An optimal minimum spanning tree algorithm
نویسنده
چکیده
This thesis describes the optimal minimum spanning tree algorithm given by Pettie and Ramachandran (in Journal of the ACM, 2002). The algorithm presented finds a minimum spanning tree of a graph with n vertices and m edges deterministically in time O (T ∗ (m,n)), where T ∗ is the minimum number of edge-weight comparisons needed to determine the solution of the problem. The function T ∗ is the decision tree complexity of the minimum spanning tree problem, and thus the algorithm shows that the algorithmic complexity of the problem is equal to its decision tree complexity.
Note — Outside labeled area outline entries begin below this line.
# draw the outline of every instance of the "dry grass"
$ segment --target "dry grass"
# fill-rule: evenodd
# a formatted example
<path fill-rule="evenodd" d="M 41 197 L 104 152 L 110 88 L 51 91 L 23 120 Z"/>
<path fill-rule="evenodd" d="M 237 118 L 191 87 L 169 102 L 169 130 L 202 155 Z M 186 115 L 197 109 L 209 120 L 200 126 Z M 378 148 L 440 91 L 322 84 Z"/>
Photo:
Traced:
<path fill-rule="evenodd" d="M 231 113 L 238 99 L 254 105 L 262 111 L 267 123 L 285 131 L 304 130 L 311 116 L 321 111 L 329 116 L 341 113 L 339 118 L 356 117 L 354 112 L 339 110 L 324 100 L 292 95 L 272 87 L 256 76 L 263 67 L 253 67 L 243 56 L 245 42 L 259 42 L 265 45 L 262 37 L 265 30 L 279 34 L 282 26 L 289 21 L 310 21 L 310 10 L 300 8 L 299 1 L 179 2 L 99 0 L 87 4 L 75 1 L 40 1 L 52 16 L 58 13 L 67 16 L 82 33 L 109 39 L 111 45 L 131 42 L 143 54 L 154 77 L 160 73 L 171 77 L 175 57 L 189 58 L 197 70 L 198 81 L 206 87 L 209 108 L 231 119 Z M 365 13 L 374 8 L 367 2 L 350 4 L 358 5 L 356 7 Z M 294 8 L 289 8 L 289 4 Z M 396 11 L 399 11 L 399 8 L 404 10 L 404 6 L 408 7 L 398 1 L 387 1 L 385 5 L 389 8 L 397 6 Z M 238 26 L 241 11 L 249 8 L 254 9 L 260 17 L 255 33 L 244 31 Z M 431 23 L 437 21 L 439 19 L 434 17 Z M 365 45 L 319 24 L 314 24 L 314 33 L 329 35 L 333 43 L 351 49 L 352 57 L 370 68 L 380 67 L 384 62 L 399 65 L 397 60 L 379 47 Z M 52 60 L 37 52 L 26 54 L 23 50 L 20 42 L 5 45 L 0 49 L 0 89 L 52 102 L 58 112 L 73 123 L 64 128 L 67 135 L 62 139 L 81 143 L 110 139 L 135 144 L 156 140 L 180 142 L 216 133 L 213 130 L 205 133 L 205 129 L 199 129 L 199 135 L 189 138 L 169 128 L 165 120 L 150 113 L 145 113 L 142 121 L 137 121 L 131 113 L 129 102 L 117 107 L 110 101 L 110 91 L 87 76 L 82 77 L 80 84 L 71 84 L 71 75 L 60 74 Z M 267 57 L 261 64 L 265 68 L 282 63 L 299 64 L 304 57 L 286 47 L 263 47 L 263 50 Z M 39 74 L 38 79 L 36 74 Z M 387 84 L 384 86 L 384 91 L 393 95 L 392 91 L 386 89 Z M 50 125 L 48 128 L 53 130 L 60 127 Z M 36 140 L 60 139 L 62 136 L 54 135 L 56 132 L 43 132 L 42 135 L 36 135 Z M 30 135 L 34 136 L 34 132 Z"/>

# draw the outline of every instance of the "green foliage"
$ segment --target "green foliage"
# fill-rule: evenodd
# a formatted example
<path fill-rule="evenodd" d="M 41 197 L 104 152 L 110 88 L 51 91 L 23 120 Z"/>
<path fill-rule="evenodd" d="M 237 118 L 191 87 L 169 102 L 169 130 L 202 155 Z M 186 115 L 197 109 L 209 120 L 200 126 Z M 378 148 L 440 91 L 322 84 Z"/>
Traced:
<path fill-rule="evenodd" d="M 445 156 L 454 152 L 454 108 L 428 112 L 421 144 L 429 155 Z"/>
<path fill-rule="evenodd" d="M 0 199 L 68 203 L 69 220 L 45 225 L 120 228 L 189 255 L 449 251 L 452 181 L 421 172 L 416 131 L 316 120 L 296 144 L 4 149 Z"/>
Even though the algorithm runs in optimal time, the exact function describing the running time is not known at present, and is thus still an open problem. A trivial lower bound is T ∗ (m,n) = Ω (m). A deterministic upper bound is T ∗ (m,n) = O (m · α(m,n)), due to Chazelle (in Journal of the ACM, 2000). Here, α is the very slow growing inverse of the Ackermann function. The optimal algorithm uses hardwired optimal decision trees for very small graphs compared to the input graph, but for input graph instances with practical size, the decision trees are not required to obtain the optimal running time. Because the optimal algorithm is relatively advanced, the hidden Big-Oh constant of its running time is relatively large. This thesis implements the optimal algorithm, except for the decision trees, and compares its running time with minimum spanning tree algorithms with theoretically higher complexity. The result of the experiments show that some of these algorithms are significantly faster than the optimal algorithm for practical input graph instances. The overall experiment winner is the algorithm originally discovered by Jarńık, and later by Prim and Dijkstra, which in all experiments is significantly faster than the optimal algorithm. However, the experiments show that for a special graph family, the optimal algorithm is faster than the earliest minimum spanning tree algorithm known, namely Bor̊uvka’s algorithm. Consequently, for practical purposes, the algorithm described provides no benefit to the solution of the minimum spanning tree problem.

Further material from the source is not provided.